Both require that you install Racket; the main download link at http://racket-lang.org/download/
has installers for many platforms. We have tested on several different
Ubuntus from 11.04 to 12.10, and on OSX, with both Racket 5.3.3 and Racket
5.3.4. For review, we recommend Racket 5.3.4. Download the installer and
run it; you can pick any of the options for installing Racket (for example,
you can install UNIX-style in /usr/, or keep the installation
in your home directory). In the instructions that follow, we assume that
the $PATH environment variable is pointing to the
bin/ directory of the Racket installation that holds the
raco and racket commands (this may be done for
you automatically depending on which options you choose in the Racket
installer).
Example:
$ wget http://download.racket-lang.org/installers/5.3.4/racket/racket-5.3.4-bin-i386-linux-ubuntu-karmic.sh
$ sh racket-5.3.4-bin-i386-linux-ubuntu-karmic.sh
Github is the easiest way to get a copy of the code:
$ git clone https://github.com/brownplt/lambda-py
BE AWARE: If you fork the repository on Github, it will leak your
identity to us (it's up to you if that's a problem). Just using git
clone (as above) won't.
Check out the artifactevaluation branch:
$ git checkout artifactevaluation
PLAI-Typed: λπ is built in a language that sits on
top of Racket called plai-typed. We have it included with the repository
as plai-typed-18Feb2013.plt in the root of the repository. To
install it, use the raco command:
$ raco setup -A plai-typed-18Feb2013.plt
Ragg:
Since publication, we had a third-party contribution of a pure Racket parser for Python (see this merge). It uses the Ragg parser package for Racket; to install it, use theraco command:
$ raco setup -A ragg-mangled.plt
Building: The implementation of λπ is in the
base/ directory. To build, simply use make:
$ cd base
$ make
Running Use the same commands as above to run the tests (e.g.
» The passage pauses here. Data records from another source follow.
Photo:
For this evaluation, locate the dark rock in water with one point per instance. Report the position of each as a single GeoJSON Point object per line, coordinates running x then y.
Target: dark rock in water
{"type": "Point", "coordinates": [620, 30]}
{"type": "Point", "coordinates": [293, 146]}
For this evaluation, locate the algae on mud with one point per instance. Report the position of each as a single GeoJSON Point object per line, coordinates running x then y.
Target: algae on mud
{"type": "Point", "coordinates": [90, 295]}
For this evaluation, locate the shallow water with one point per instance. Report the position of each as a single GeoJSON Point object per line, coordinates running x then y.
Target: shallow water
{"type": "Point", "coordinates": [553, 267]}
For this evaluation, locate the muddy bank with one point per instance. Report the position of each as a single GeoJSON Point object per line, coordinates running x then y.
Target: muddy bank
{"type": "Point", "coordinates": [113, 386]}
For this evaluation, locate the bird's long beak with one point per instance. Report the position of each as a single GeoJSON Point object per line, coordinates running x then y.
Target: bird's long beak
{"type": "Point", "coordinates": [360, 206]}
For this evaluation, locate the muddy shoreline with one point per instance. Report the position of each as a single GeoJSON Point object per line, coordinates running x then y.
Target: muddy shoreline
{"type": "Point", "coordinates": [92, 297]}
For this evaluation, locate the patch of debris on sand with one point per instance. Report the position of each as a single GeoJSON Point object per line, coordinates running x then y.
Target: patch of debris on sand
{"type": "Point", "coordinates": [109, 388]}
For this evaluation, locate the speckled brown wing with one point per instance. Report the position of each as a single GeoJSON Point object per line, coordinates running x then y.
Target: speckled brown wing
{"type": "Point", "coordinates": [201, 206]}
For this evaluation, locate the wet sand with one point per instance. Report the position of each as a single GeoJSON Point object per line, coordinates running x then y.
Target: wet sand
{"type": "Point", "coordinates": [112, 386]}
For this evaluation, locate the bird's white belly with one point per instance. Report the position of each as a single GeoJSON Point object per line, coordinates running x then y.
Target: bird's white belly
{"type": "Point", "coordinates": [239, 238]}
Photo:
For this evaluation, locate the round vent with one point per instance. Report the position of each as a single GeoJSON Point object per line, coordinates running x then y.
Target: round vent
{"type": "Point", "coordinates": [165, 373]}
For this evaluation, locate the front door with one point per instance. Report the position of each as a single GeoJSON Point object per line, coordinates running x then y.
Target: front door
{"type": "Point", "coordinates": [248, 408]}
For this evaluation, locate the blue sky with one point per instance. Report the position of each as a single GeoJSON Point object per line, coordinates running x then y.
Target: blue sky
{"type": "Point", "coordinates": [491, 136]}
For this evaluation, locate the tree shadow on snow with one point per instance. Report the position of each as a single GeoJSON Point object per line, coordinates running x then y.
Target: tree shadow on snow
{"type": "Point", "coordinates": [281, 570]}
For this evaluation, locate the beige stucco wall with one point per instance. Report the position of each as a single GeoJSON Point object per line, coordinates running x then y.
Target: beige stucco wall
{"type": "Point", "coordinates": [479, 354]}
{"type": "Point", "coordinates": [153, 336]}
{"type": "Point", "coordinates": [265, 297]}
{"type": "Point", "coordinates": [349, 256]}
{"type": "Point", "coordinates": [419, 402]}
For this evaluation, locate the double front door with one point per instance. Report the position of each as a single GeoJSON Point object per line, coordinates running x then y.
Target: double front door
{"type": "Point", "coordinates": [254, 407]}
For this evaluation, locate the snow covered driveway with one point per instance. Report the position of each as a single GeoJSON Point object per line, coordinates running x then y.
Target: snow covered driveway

the commands with the --test option).
We recommend using the provided virtual machine to review the code as it was at submission time, since it involves additional build steps that we have since made much easier.
At the time of submission, we used Python's parser to get original ASTs
for desugaring (we have since switched to a pure-Racket Python parser).
So, to run tests at the oopsla2013 tag, you will also need to
install Python3 (source is available at http://www.python.org/download/releases/3.2.3/).
Example:
$ wget http://www.python.org/ftp/python/3.2.3/Python-3.2.3.tgz
$ tar xzf Python-3.2.3.tgz
$ cd Python-3.2.3
$ ./configure
$ make
To view the code as it was at submission time, check out the oopsla2013 tag:
$ git checkout oopsla2013
PLAI-Typed: As in the instructions for the current build, install plai-typed with:
$ raco setup -A plai-typed-18Feb2013.plt
Running: To run the tests that were reported in the paper, run:
# One additional build step:
$ cd base/
$ raco make python-main.rkt
$ racket python-main.rkt --python-path ~/install-stuff/Python-3.2.3/python --test ../tests/python-reference/
175 tests succeeded
0 tests failed
Where ~/install-stuff/Python-3.2.3/python is the path to
your Python3 installation's python binary.